". . . and having done all . . . stand firm." Eph. 6:13

Commentary

FACT CHECK: The Definition of Abortion Is Not up for Debate

October 21, 2022

Following the monumental pro-life victory of overturning Roe v. Wade, the abortion lobby has taken to a conspicuous new strategy to convince women that abortion is necessary: changing its definition. And who better to do the abortion industry’s dirty work than its loyal mouthpiece? In a recent article, The New York Times asks, “What does ‘abortion’ mean?” and claims that, “Even the word itself is up for debate.”

Is it, though?

The NYT lays out a cut and dried defense of the abortion lobby’s updated rhetoric in the post-Roe era. The article says, “Medical societies and doctors who support abortion rights say defining abortion by intent is a distinction without a difference, because any termination proceeds with the intent to end that pregnancy.”

The NYT also quotes an attorney for the pro-abortion Center for Reproductive Rights as saying, “When something sad or devastating happens, you’re always going to hear the anti-abortion movement saying, ‘That is not abortion,’ because they can’t come to terms with the fact that [it] is also an abortion.” 

According to the abortion industry (and, in their thinly veiled commentary, The New York Times), every procedure short of getting a tooth pulled is actually an abortion. In their book, miscarriages, ectopic pregnancy treatment, and premature deliveries due to medical emergencies are all “abortions.”

It’s a fascinating assertion. Unfortunately for the Times, it’s untrue — and their favorite Supreme Court decision proves it.

In Roe v. Wade, the Supreme Court highlighted the position of the American Bar Association (ABA) on the question of abortion as of 1972. The ABA approved the “Uniform Abortion Act,” modeled off New York’s state law — the most liberal abortion law in the nation at the time. In 1973, the most liberal definition of abortion in the United States was “the termination of human pregnancy with an intention other than to produce a live birth or to remove a dead fetus.”

Read that again. An intention other than to produce a live birth or to remove a dead fetus — meaning, pre-term deliveries to protect the life or health of the mother, miscarriage management, and non-abortive treatment of ectopic pregnancies were excluded. Abortion, by definition, requires the intention to cause an unborn child’s death.

This is the definition of abortion that the Supreme Court used in Roe v. Wade. This is the definition that the pro-life movement maintains. We didn’t change our definition — the abortion lobby did.

The ABA and Supreme Court were not alone, either. In their 1976 “Abortion Surveillance” report, the Centers for Disease Control and Prevention (CDC) defined abortion in its mortality section as “Any termination of pregnancy before completion of the 20th menstrual week of gestation, and those terminations after the 20th menstrual week which are intended to produce a nonviable fetus, also any intervention to terminate a suspected pregnancy …”

For clarity: the report explains that, in the mortality section, it categorizes any termination of pregnancy before 20 weeks under the term “abortion,” but differentiates between “spontaneous abortion” (otherwise known as miscarriage) and “induced abortion” (the intentional killing of an unborn child). Spontaneous abortions were included under the blanket term “abortion” only when referring to the mortality statistics of mothers; earlier in the report, the term “abortion” refers only to induced abortions.

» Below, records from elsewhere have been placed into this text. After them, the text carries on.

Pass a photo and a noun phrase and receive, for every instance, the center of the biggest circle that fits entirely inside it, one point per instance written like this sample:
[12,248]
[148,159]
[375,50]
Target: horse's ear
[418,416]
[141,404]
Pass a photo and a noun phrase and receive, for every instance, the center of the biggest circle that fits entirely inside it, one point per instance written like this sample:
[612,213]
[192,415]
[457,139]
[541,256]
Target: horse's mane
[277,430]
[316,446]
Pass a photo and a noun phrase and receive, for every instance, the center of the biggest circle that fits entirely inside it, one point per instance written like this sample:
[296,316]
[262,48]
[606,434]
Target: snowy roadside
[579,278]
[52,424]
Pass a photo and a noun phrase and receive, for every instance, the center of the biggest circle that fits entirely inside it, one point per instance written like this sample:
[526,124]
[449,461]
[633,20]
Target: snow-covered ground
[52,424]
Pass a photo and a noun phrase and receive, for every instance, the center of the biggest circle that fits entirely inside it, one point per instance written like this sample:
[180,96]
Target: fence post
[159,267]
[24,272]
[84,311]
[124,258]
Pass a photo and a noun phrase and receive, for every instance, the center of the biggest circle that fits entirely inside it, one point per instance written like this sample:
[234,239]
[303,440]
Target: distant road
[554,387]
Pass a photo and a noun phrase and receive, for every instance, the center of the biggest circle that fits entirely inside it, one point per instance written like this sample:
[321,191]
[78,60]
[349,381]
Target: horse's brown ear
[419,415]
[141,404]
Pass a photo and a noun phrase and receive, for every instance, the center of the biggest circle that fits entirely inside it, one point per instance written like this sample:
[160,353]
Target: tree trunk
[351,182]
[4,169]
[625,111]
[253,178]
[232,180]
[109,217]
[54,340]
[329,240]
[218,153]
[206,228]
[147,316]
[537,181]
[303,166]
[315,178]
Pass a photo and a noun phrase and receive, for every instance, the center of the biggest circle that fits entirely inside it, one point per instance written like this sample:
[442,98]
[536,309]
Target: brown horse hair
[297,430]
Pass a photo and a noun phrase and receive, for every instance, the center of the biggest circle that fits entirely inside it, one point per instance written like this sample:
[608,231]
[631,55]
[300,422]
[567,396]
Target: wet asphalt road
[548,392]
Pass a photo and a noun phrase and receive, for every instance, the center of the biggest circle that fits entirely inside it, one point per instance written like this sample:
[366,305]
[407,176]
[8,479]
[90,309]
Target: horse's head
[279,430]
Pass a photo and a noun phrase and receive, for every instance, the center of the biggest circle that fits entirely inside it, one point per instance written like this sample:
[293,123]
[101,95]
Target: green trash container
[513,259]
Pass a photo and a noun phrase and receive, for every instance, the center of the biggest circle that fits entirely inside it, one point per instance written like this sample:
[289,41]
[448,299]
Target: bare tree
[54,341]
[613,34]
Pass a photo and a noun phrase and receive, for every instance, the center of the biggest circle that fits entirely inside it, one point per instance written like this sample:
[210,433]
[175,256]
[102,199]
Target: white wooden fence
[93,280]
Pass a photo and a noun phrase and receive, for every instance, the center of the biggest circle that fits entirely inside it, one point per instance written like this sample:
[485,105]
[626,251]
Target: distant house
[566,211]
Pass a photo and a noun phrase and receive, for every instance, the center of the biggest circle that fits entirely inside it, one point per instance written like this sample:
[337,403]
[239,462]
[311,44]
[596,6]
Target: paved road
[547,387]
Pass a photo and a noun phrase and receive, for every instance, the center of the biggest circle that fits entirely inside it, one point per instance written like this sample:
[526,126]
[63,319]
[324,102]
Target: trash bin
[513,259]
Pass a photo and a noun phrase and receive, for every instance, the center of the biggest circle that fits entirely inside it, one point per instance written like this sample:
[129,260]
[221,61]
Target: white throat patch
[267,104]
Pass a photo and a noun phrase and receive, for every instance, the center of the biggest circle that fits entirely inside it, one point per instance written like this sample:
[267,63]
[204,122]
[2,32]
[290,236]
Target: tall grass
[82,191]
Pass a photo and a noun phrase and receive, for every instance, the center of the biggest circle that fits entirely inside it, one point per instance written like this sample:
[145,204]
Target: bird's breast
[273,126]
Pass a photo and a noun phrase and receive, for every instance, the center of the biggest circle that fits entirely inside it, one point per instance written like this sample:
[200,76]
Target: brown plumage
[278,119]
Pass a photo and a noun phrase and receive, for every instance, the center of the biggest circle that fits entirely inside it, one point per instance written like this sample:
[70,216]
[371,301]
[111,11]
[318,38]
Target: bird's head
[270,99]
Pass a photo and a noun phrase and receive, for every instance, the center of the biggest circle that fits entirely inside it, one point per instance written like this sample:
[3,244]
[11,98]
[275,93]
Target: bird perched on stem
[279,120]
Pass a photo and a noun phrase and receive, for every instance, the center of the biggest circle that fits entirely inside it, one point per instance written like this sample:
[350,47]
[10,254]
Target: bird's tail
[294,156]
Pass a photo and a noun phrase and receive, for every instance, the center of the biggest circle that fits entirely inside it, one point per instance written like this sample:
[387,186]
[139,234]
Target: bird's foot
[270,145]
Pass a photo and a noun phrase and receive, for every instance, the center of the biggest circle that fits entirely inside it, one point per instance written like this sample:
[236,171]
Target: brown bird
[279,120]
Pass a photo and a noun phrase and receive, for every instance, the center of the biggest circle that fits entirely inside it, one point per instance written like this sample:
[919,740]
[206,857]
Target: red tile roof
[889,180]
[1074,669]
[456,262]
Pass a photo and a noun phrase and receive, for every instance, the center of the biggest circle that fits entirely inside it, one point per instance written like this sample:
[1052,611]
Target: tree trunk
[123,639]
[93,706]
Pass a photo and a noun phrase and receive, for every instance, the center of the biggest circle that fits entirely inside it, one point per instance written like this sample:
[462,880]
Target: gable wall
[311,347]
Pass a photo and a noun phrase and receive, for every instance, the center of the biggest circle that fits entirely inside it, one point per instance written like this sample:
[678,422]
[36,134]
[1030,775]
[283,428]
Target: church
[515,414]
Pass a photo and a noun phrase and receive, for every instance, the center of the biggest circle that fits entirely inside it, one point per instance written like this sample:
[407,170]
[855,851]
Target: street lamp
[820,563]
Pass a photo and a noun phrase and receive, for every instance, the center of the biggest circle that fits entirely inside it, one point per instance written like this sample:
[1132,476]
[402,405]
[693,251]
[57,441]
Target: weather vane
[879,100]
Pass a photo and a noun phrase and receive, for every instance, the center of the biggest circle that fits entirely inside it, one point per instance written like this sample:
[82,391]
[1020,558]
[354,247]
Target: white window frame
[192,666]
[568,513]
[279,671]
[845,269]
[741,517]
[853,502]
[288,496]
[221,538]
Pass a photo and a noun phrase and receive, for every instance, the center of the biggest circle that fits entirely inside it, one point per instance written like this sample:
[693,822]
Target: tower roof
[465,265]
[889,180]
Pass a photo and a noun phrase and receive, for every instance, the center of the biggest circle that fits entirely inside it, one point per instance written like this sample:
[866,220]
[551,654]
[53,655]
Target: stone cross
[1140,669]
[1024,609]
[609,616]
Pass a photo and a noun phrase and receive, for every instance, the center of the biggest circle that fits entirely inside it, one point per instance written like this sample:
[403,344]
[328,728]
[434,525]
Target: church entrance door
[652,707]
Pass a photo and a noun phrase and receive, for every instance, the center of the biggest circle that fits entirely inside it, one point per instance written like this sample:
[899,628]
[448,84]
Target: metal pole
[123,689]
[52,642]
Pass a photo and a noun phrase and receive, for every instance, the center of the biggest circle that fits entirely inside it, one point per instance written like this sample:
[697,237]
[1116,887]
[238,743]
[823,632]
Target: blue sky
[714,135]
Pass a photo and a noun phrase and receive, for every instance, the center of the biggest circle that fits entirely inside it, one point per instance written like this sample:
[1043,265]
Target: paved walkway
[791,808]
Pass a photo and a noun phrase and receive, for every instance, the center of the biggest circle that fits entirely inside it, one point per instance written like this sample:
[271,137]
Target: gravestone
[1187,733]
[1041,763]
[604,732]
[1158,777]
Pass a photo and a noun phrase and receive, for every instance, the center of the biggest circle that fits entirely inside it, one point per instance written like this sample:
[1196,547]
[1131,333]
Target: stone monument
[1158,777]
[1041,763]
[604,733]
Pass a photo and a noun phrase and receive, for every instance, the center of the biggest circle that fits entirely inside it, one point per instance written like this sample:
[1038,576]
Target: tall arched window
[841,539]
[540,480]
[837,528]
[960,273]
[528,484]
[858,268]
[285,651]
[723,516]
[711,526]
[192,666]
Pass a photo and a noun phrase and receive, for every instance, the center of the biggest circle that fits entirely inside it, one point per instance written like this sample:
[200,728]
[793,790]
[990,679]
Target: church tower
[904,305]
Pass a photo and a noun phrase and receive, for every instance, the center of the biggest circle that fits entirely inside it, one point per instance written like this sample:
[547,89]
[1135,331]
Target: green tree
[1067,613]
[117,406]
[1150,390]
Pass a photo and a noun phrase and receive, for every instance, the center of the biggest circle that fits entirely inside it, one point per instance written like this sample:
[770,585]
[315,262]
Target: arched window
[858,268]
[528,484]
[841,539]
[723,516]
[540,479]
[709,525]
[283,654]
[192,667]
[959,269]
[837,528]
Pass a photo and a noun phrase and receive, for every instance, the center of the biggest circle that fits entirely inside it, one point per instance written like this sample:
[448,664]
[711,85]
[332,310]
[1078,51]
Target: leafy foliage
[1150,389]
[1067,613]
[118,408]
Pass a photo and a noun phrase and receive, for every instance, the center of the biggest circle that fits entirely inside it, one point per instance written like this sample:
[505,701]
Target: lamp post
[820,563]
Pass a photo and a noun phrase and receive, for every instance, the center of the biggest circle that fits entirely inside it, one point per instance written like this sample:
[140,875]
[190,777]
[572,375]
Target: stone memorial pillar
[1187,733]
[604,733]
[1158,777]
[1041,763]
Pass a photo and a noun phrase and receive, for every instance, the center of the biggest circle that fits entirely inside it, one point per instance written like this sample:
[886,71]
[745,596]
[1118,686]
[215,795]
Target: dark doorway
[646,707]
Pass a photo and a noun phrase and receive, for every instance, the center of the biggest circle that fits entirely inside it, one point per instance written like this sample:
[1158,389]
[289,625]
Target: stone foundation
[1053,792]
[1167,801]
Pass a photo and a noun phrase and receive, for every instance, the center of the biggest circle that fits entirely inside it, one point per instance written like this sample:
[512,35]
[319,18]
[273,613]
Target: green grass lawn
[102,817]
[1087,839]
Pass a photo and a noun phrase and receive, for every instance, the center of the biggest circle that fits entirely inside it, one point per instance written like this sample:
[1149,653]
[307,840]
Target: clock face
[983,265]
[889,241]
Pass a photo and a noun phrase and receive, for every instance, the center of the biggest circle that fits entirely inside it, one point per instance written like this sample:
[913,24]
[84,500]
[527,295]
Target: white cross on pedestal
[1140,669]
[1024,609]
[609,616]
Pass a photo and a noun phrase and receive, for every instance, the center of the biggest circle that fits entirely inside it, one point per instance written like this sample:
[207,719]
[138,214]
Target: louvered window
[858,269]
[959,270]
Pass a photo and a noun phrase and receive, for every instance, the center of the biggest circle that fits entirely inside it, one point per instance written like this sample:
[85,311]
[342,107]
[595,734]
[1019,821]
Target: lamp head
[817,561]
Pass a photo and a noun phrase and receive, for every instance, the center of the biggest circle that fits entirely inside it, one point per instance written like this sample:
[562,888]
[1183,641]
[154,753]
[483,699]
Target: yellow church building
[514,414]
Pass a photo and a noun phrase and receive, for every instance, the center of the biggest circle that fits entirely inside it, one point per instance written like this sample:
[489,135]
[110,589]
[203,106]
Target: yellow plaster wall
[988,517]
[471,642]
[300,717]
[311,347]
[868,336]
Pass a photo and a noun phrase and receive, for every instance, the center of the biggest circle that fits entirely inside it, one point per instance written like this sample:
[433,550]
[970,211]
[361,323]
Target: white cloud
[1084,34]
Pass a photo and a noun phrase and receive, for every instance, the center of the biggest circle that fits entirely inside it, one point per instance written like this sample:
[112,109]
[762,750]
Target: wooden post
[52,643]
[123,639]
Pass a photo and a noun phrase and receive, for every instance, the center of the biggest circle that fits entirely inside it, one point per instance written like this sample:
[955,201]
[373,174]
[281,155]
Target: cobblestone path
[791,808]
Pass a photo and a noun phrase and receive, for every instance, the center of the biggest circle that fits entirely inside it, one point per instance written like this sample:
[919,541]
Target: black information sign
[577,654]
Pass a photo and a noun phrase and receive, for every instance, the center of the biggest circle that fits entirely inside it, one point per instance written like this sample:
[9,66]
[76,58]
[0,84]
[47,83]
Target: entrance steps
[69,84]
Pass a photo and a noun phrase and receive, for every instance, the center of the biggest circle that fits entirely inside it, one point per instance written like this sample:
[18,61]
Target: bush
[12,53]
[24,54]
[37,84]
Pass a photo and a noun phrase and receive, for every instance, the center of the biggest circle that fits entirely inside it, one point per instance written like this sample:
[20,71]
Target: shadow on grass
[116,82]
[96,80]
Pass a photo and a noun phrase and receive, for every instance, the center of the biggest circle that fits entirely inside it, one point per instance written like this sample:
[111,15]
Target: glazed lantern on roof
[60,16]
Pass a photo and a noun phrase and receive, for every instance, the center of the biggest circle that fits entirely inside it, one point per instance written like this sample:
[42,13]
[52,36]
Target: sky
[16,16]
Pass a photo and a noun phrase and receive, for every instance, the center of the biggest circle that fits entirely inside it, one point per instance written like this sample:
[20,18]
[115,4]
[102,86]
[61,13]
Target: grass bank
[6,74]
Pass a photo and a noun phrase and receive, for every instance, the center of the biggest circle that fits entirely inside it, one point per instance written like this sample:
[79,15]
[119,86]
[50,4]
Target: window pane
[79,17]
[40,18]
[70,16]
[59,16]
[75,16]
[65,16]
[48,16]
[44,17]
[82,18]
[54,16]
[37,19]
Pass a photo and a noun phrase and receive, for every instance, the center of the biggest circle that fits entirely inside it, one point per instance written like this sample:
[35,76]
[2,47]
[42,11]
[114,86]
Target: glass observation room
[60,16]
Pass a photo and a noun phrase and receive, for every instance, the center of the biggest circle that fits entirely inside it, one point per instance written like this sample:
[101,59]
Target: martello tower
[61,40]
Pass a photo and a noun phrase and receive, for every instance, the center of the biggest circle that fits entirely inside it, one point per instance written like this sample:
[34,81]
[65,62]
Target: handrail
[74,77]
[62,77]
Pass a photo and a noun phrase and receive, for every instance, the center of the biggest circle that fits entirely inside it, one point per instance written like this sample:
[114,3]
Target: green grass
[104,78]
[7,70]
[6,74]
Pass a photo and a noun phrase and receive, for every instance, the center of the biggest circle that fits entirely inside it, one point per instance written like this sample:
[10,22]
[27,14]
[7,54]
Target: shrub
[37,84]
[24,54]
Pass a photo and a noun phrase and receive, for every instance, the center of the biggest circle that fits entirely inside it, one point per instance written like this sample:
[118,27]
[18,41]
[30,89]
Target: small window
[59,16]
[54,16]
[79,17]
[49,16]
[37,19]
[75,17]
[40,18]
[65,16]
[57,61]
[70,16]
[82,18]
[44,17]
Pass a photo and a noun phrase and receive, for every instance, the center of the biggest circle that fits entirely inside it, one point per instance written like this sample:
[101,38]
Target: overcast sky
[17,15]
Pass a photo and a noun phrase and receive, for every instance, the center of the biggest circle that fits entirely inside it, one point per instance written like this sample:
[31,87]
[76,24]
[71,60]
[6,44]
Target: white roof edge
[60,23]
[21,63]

Thus, induced abortions and miscarriage were separated. The 1976 report also includes the key distinction that, “Molar and ectopic pregnancies are excluded.”

Even now, though they have sought to mask and smooth over their definition to assuage abortion mongers, the CDC’s 2019 “Abortion Surveillance” report defines “legal induced abortion” as “an intervention performed within the limits of state law by a licensed clinician … intended to terminate a suspected or known intrauterine pregnancy and that does not result in a live birth.”

The significance is inescapable: the goal and intention of an induced abortion (which both the Roe decision and earlier CDC reports termed as simply “abortion”) is to kill an unborn child.

Abortion is not ending a pregnancy early due to medical complications with every effort made to ensure the survival of the baby, or providing miscarriage management in the form of a dilation and curettage procedure (D&C). If they were, these procedures would be counted within the annual statistic of how many abortions are committed.

The abortion industry’s attempts to redefine abortion are nothing short of a political game that disregards the hearts and minds of grieving women as collateral damage. No woman who has suffered the tragic loss of a child through miscarriage or ectopic pregnancy, or whose baby tragically did not survive a premature delivery after medical complications, should be used as a pawn for political gain.

Despite the best efforts of the abortion panderers at The New York Times, the definition of abortion is not up for debate — and no false controversy will distract the pro-life movement from exposing the barbaric cruelty of what abortion really is.